The 50-year-old black senior loan officer filed suit, claiming her transfer to what she considered a less prestigious division was discriminatory. A few weeks later she blamed low marks on her annualon retaliation. Although she received high marks in three of five categories, she got an average rating for case work and a minimally satisfactory rating for communication. She also didn't get a transfer she wanted.
The D.C. Circuit Court of Appeals was thoroughly unconvinced by her suit. It said that without a decrease in salary or change in work hours, changes in assignments don't generally equal an adverse employment action. The pay and benefits were the same in the job Brown had, the job she got and the one she wanted.

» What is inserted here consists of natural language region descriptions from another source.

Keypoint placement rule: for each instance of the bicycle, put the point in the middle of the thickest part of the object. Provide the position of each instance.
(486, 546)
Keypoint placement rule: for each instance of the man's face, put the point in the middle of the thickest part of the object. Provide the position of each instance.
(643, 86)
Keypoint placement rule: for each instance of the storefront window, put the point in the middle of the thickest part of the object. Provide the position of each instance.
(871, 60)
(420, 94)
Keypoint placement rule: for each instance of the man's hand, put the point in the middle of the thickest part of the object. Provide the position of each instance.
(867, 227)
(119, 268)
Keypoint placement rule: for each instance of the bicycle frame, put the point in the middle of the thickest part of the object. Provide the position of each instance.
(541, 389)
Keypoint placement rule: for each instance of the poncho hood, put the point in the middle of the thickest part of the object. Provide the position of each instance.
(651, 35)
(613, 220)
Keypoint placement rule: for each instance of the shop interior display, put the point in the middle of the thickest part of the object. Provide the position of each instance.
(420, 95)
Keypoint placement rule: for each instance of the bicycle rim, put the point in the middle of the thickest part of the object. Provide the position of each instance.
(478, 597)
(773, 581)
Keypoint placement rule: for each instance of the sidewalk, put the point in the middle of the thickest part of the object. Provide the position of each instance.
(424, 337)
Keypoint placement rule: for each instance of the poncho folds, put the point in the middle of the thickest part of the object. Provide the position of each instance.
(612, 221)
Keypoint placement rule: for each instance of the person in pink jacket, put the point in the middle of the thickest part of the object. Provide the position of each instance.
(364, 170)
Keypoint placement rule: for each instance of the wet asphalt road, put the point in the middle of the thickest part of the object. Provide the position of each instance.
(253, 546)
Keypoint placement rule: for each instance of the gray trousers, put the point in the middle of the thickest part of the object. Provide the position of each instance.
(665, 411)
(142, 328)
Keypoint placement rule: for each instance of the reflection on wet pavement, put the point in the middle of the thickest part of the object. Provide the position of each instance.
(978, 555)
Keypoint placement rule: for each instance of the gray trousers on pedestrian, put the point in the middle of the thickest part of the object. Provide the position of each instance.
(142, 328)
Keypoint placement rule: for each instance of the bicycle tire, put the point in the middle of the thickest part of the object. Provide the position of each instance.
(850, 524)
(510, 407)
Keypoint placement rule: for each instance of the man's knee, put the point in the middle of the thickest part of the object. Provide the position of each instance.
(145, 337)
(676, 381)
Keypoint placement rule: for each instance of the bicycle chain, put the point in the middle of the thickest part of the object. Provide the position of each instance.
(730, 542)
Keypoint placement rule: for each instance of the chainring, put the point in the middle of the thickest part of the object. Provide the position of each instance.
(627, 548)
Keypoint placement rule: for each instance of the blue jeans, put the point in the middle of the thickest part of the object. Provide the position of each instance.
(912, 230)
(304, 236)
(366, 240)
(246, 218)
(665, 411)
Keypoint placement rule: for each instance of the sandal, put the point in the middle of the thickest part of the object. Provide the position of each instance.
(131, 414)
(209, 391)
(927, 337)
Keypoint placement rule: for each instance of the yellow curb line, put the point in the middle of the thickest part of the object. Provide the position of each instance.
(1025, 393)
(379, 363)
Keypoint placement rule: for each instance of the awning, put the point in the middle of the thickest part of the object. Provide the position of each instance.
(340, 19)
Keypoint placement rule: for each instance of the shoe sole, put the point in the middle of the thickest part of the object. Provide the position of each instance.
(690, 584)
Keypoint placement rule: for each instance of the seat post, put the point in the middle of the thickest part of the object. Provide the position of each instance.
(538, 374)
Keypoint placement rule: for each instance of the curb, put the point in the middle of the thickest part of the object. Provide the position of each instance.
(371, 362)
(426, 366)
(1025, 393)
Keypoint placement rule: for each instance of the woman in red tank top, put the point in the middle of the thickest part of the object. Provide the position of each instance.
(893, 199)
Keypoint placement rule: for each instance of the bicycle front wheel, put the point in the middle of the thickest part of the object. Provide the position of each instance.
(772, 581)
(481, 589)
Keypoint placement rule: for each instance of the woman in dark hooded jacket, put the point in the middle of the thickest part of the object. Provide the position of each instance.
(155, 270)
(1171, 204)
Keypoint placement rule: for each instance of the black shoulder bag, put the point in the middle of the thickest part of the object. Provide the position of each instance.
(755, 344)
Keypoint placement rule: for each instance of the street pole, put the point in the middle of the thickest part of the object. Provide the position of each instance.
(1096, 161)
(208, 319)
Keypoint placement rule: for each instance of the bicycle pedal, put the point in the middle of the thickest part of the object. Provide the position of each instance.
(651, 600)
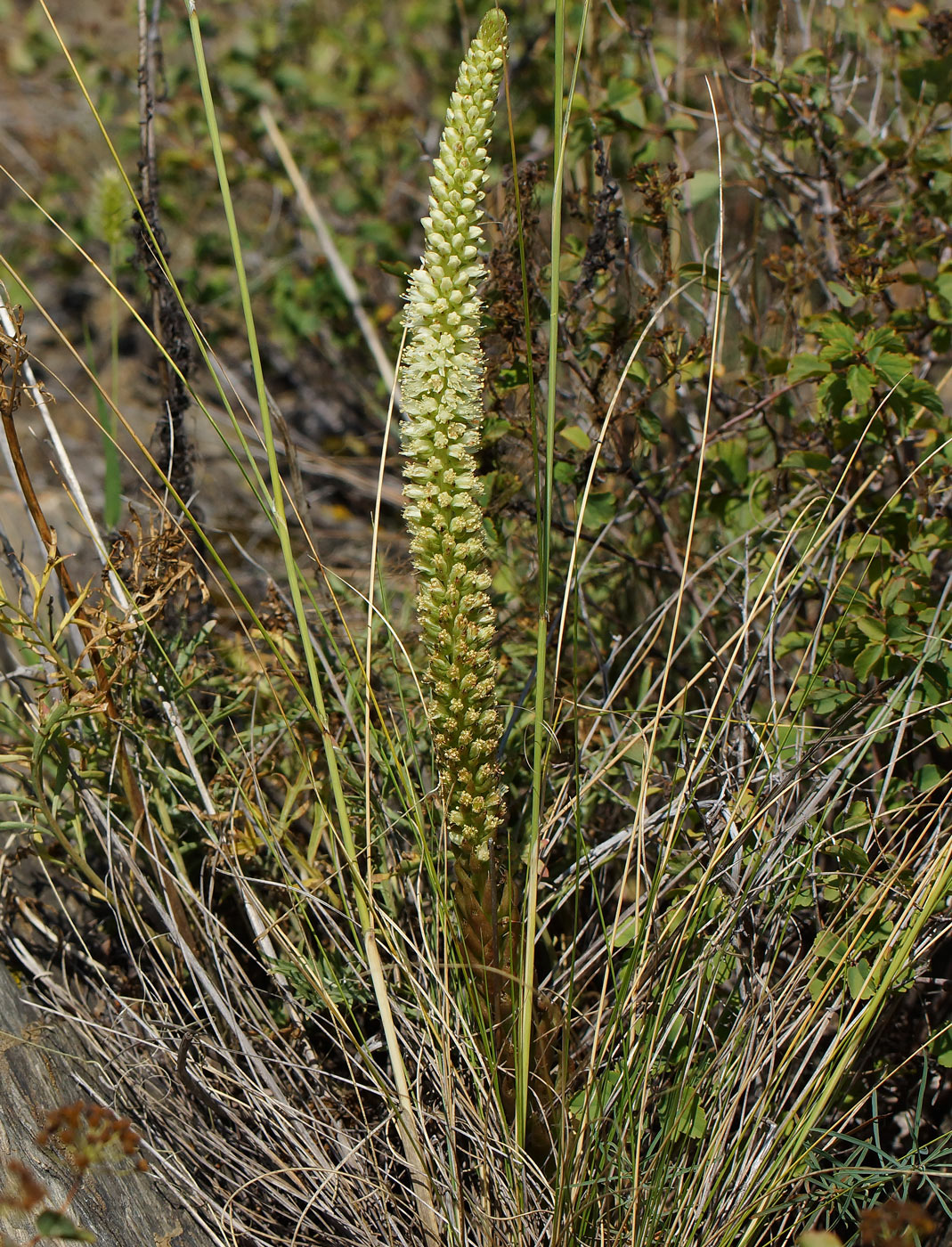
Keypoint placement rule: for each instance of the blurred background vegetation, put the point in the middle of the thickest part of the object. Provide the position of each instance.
(808, 660)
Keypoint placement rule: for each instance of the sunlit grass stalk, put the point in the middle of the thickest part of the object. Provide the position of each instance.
(405, 1115)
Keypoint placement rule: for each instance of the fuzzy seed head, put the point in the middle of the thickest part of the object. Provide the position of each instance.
(442, 383)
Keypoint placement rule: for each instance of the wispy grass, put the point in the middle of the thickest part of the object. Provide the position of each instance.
(712, 943)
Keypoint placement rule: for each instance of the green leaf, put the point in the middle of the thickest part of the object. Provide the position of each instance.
(871, 627)
(867, 660)
(683, 1113)
(858, 981)
(861, 380)
(808, 459)
(805, 367)
(577, 438)
(703, 186)
(599, 510)
(839, 338)
(848, 298)
(53, 1225)
(941, 1047)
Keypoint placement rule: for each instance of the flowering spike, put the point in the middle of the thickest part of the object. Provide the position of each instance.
(442, 384)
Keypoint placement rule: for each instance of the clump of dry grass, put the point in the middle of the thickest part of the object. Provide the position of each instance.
(268, 966)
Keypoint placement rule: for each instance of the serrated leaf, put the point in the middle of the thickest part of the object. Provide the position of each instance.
(860, 380)
(867, 660)
(848, 298)
(871, 629)
(806, 367)
(599, 510)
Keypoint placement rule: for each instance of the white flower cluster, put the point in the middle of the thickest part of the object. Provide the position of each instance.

Similarly, formal criticism and poor evaluations don't necessarily equal adverse actions. In this case, the bank had a system for appealing evaluations, and a tough evaluation of another employee by Brown's supervisor had been challenged successfully. But Brown didn't seek relief that way.
As for the possibility that her evaluation was retaliation, the signature dates proved that her two supervisors wrote the evaluations two weeks before she was transferred and more than a month before she filed her first complaint. (Brown v. Brody, No. 97-5347, D.C. Cir., 1999)
Advice: Just about anything you do can be construed as an adverse employment action, but this case provides an argument for you that lateral transfers, by themselves, are not adverse actions.
When making a lateral transfer, make sure it does not diminish the terms, conditions or privileges of employment, such as office space or opportunity for advancement. Watch out also for other actions that you might not consider discriminatory, but that the courts have, such as shift changes.